Bakken Oil Rail Shipping Capacity increased to 1 millinon barrels per day

Bloomberg – Bakken oil traded at the most expensive compared with West Texas Intermediate in four months as Burlington Northern Santa Fe boosted crude rail shipping capacity for the grade to 1 million barrels a day.

This seems to suggest that railroad and oil companies are expecting the oil from North Dakota to increase 660,000 bpd to over 1.1 million bpd in 2013 and 2014.

The increase of more than 25 percent over the past year covers shipments of crude from the Bakken-producing Williston Basin region in North Dakota and Montana.

Bakken strengthened $4 to a premium of $1 above the U.S. benchmark at 3:54 p.m. in New York, according to data compiled by Bloomberg. That’s the most expensive the graded has traded at since May 3.

Canadian oils also strengthened. Syncrude’s premium added $6.25 to $8.25 above WTI. Western Canada Select’s discount to West Texas Intermediate narrowed $4.50 to $11.50 a barrel.

CNBC – About 62 percent of Bakken crude is shipped out of the region by pipelines now, while about 25 percent currently goes by rail and the balance by truck. That ratio will fluctuate as there are major projects under way to add capacity for both rail and pipelines, but the pipeline work in particular will take years to complete, giving the railroads a leg up for now.

Eventually, it is hoped that TransCanada’s Keystone XL pipeline project, held up by the Obama administration on environmental concerns, will get done and a link to it from the Bakken will be finished and help alleviate the current bottleneck.

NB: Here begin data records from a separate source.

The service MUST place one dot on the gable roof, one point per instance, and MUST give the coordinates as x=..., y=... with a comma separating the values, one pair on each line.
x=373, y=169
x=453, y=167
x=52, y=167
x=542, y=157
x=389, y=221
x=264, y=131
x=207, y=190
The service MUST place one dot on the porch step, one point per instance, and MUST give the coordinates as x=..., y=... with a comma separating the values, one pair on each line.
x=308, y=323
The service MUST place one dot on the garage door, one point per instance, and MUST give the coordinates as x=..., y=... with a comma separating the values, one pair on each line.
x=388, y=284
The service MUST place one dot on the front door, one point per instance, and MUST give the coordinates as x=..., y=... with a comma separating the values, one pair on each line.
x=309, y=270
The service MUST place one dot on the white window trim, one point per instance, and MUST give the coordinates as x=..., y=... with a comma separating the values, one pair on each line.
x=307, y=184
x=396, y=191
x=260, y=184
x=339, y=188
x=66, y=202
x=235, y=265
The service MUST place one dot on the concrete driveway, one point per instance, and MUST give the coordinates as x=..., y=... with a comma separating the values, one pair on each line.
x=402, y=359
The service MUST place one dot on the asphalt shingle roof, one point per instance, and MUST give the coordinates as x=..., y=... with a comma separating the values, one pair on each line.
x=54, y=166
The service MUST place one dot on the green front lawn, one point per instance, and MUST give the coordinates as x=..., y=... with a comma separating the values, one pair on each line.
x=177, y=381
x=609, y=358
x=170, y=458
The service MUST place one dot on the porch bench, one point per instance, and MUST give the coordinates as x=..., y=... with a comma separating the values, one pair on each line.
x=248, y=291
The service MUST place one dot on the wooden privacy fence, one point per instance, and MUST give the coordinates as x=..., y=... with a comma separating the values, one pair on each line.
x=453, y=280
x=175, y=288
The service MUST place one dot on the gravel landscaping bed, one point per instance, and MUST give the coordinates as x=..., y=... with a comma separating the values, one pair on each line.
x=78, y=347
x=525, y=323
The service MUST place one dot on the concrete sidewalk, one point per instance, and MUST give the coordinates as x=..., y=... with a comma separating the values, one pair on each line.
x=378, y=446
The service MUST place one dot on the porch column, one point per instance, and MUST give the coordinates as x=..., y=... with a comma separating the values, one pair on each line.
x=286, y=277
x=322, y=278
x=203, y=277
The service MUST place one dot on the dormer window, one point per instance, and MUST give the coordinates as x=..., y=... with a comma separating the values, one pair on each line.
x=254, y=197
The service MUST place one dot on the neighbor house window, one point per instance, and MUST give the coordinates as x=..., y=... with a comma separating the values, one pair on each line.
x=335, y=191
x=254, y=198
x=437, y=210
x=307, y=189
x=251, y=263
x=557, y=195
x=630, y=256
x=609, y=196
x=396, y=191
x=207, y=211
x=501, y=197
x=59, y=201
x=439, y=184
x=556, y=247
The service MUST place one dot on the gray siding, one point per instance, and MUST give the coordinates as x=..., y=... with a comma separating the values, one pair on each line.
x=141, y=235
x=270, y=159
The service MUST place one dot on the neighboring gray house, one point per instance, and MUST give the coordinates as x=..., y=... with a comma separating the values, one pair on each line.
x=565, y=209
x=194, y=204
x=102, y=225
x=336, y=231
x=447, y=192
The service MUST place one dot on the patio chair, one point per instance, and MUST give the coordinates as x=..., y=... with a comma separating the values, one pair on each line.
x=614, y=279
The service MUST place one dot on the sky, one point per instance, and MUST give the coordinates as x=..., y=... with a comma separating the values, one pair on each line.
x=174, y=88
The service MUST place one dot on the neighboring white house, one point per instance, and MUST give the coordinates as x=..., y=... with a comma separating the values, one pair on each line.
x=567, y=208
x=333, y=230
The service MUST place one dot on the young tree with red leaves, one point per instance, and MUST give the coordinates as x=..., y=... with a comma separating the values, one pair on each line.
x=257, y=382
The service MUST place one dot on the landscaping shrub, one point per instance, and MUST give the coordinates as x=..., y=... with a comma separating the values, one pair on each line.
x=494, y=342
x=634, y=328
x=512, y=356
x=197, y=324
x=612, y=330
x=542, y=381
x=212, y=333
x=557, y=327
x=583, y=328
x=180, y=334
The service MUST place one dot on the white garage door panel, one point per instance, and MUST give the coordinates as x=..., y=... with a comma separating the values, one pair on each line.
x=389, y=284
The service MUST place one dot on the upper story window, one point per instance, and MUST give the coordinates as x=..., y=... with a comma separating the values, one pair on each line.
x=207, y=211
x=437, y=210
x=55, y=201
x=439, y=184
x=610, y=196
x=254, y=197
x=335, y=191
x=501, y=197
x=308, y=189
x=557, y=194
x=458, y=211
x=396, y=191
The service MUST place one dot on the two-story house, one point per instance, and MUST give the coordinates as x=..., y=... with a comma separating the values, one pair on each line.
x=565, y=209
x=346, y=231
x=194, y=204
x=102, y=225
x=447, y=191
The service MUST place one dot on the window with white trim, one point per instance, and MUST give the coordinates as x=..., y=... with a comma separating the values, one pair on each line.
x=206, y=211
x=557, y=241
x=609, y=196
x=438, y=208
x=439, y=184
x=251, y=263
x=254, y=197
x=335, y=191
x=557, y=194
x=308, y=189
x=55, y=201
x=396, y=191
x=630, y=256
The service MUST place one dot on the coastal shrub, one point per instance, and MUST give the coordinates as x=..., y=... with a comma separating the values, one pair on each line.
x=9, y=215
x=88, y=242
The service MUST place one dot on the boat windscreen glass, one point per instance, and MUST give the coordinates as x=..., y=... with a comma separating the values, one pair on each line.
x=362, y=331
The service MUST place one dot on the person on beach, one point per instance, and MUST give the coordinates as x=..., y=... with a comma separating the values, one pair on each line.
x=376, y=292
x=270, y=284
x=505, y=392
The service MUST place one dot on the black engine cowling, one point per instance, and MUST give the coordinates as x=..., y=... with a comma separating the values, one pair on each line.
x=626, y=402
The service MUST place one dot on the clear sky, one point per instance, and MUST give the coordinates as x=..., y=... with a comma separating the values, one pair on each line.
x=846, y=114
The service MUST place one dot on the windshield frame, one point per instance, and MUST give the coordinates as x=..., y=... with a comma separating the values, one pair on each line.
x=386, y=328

TransCanada said in a press release in May that it “expects to begin construction of Keystone XL in the first quarter of 2013, with completion slated for late 2014 or early 2015.”

That would ease some of the pressure on rail traffic, but for now, though, rail still rules. In June, about 325,000 barrels a day were shipped out by rail, more than double the rate from at the end of the year.

BNSF has said that, eventually, it expects to have the capacity to ship as much as 730,000 barrels of crude daily out of North Dakota.

But that’s not enough for the oil companies, which are going into the transportation business on their own. Last week, the international oil giant Statoil ASA of Norway, now a major player in the region after paying $4.4 billion for the U.S. exploration and production firm Brigham Exploration last year, said it plans to lease 1,000 rail cars to ship its oil.

And, previously, refining firms, including Tesoro, Marathon, and Phillips 66, have been either buying tank cars or leasing tank cars and in some cases dedicated “unit trains,” including engines and tank cars, to move oil to their refineries.